Criminalising triple talaq wrong

Criminalising triple talaq wrong

The Muslim Women (Protection of Rights on Marriage) Bill, which seeks to outlaw triple talaq, has overreached its aim and hurt its own cause, by making the practice a criminal offence. The practice of instant divorce is wrong and unjust and the Supreme Court has held it illegal and unconstitutional. The bill, which will give effect to the court's ruling through legislation, prescribes a jail term up to three years and a fine for any person who pronounces triple talaq and tries to divorce his wife. This is going beyond what the court meant by its ruling. Laws relating to marriage, divorce, inheritance etc are governed by civil laws. There is a no reason to introduce criminality in issues related to them. There are other laws to deal with criminality in marriages like domestic violence and dowry harassment. Protecting the rights of a woman does not mean putting in jail her husband who wants to divorce her, however wrongly.
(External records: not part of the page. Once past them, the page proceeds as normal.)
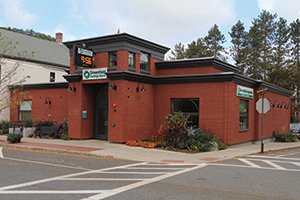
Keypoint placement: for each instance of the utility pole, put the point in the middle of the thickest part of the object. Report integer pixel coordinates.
(262, 110)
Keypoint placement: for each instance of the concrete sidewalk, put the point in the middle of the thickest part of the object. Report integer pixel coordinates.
(121, 151)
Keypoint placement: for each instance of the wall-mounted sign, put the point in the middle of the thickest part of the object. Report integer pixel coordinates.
(242, 91)
(83, 57)
(94, 74)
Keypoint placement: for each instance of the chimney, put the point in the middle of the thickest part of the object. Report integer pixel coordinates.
(58, 37)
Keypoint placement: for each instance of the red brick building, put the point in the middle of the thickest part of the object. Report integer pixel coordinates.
(137, 90)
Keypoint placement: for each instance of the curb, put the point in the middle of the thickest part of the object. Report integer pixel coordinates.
(58, 151)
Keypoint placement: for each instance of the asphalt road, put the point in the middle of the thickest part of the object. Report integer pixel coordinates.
(43, 176)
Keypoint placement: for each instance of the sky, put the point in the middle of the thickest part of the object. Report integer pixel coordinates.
(165, 22)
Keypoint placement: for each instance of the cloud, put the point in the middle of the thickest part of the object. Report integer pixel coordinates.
(162, 21)
(15, 13)
(289, 9)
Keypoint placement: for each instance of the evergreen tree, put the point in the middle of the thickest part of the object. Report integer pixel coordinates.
(279, 73)
(179, 52)
(30, 32)
(197, 49)
(261, 36)
(295, 60)
(214, 42)
(239, 47)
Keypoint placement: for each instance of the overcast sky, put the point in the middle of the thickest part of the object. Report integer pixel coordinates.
(166, 22)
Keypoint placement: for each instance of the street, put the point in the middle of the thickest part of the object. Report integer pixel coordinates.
(41, 175)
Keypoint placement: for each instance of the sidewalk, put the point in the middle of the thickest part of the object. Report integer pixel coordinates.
(121, 151)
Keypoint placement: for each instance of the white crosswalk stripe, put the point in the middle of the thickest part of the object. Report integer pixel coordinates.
(156, 171)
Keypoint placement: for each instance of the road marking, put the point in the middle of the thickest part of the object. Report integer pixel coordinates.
(296, 163)
(63, 176)
(49, 164)
(172, 164)
(277, 161)
(244, 166)
(158, 168)
(109, 172)
(249, 163)
(1, 154)
(52, 191)
(281, 158)
(289, 154)
(273, 164)
(139, 184)
(103, 179)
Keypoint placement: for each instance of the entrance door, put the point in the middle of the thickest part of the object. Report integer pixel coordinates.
(101, 112)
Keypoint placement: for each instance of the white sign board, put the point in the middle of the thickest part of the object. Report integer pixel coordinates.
(94, 74)
(242, 91)
(85, 52)
(266, 105)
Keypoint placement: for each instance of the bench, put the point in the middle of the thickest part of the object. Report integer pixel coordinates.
(48, 130)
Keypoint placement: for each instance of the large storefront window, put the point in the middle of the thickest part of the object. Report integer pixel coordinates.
(190, 107)
(145, 61)
(243, 115)
(25, 111)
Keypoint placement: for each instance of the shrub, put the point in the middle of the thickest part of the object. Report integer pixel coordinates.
(201, 140)
(176, 133)
(285, 137)
(4, 127)
(221, 144)
(28, 123)
(14, 137)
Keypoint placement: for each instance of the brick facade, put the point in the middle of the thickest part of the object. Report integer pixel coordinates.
(138, 103)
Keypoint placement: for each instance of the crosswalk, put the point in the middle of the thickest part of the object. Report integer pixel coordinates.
(108, 181)
(264, 162)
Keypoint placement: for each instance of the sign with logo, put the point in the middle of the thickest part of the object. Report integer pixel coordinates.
(94, 74)
(246, 92)
(263, 105)
(83, 57)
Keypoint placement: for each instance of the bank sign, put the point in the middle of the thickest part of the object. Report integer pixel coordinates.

The law can be misused as it stands. It is not just the wife but anybody who can lodge a complaint against a Muslim man over triple talaq. The offence thus reported is cognizable and non-bailable, and the accused can be arrested without a warrant. This makes the provision open to abuse as much as the provisions in the cow protection law. Innocent people may be hauled up on the charge of triple talaq. The bill also has some contradictions. It provides for a jail term for the offence and prescribes that the offender has to provide maintenance to his wife. But it may not be possible for many who serve their term in jail to provide maintenance to women. There is need for more clarity in this provision because the woman continues to be the wife, as the act of triple talaq is illegal and invalid. She is legally not a divorced person who can claim maintenance but a wife who has other legal rights.

Though the government has claimed that the bill is not political, formulating it and passing it in a hurry and introducing such stringent provisions in it cannot be considered politically innocent moves. A stringent, if not draconian, bill against Muslims can be politically useful for the BJP. But a law to curb injustice should not itself result in injustice. The government should have held consultations with minority organisations and other stakeholders before finalising the bill. Most parties, including the Congress, supported it in the Lok Sabha. The Rajya Sabha should show greater wisdom by removing its unsavoury provisions and ensuring that it is only for the Muslim woman and not against the Muslim man.